Why the same control everywhere doesn't make sense
An AI system that requires human approval for every tiny action loses the automation benefit entirely (see module 9, cost & ROI). A system that executes critical actions with no oversight at all carries unnecessary risk (see module 13). The right answer sits in between - graded by impact.
Three levels of human oversight
Full autonomy
The AI acts entirely on its own. Fits actions with low impact if something goes wrong and good reversibility - e.g. summarizing an internal note.
Approval before execution
The AI proposes an action, a human confirms it before it takes effect. Fits actions with noticeable but bounded consequences - e.g. canceling an invoice.
Spot-checking
The AI acts on its own, a human reviews a sample of results afterward. Fits high-volume actions with medium risk - e.g. automated replies to standard requests.

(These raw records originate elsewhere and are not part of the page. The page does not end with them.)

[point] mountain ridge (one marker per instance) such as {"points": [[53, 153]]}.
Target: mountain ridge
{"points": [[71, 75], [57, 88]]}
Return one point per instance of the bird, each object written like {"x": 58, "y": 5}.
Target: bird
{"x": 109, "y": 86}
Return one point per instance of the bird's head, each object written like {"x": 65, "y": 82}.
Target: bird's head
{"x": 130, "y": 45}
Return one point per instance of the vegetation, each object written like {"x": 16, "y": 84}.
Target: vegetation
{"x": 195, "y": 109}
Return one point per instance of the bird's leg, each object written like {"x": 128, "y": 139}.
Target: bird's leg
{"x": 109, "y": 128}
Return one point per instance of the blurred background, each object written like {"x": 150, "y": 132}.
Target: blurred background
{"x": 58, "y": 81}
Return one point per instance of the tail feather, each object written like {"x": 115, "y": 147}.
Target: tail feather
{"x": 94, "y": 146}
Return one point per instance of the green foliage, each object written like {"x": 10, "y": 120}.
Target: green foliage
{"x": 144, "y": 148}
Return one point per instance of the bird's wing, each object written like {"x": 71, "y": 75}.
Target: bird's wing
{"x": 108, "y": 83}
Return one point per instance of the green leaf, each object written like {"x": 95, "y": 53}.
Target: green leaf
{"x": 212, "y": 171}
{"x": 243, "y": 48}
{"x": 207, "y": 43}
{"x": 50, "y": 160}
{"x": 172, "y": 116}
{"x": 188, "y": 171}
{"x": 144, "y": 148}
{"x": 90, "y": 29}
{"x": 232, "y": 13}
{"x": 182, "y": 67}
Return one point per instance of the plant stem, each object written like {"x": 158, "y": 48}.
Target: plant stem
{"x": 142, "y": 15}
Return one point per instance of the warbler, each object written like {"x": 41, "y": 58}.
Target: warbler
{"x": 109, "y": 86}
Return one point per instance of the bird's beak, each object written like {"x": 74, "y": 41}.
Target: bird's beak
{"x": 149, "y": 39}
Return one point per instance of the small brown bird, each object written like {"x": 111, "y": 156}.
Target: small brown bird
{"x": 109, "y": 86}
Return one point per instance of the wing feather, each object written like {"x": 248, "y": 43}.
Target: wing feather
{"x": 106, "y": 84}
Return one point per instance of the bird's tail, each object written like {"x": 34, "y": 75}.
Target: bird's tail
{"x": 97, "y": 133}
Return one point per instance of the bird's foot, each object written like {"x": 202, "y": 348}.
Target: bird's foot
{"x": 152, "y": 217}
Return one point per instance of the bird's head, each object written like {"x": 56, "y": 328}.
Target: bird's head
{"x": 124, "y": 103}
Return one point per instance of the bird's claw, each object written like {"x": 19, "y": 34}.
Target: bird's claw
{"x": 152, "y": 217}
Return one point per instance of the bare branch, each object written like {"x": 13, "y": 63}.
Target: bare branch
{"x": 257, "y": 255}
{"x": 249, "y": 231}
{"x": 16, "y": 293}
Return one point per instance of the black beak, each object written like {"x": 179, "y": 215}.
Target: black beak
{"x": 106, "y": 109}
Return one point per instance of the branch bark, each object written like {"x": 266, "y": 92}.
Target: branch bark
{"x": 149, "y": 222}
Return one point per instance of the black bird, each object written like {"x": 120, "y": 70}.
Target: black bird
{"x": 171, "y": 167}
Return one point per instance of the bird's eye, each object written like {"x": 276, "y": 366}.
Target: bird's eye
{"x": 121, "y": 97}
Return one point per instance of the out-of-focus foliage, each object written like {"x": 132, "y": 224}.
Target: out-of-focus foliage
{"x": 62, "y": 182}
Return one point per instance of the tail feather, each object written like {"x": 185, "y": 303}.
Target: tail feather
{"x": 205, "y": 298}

What determines the right level
Two questions decide: how severe are the consequences of a mistake - financial, legal, reputational? And how easily can a mistake be undone? High impact plus poor reversibility calls for the strictest level (approval before execution); low impact plus good reversibility allows full autonomy.
Why this matters for you as a decision-maker
"Human in the loop" isn't a blanket yes/no question - it's a deliberate design decision per action type. In a vendor pitch involving agents (module 10), it's worth asking: which oversight level was chosen for which actions, and why?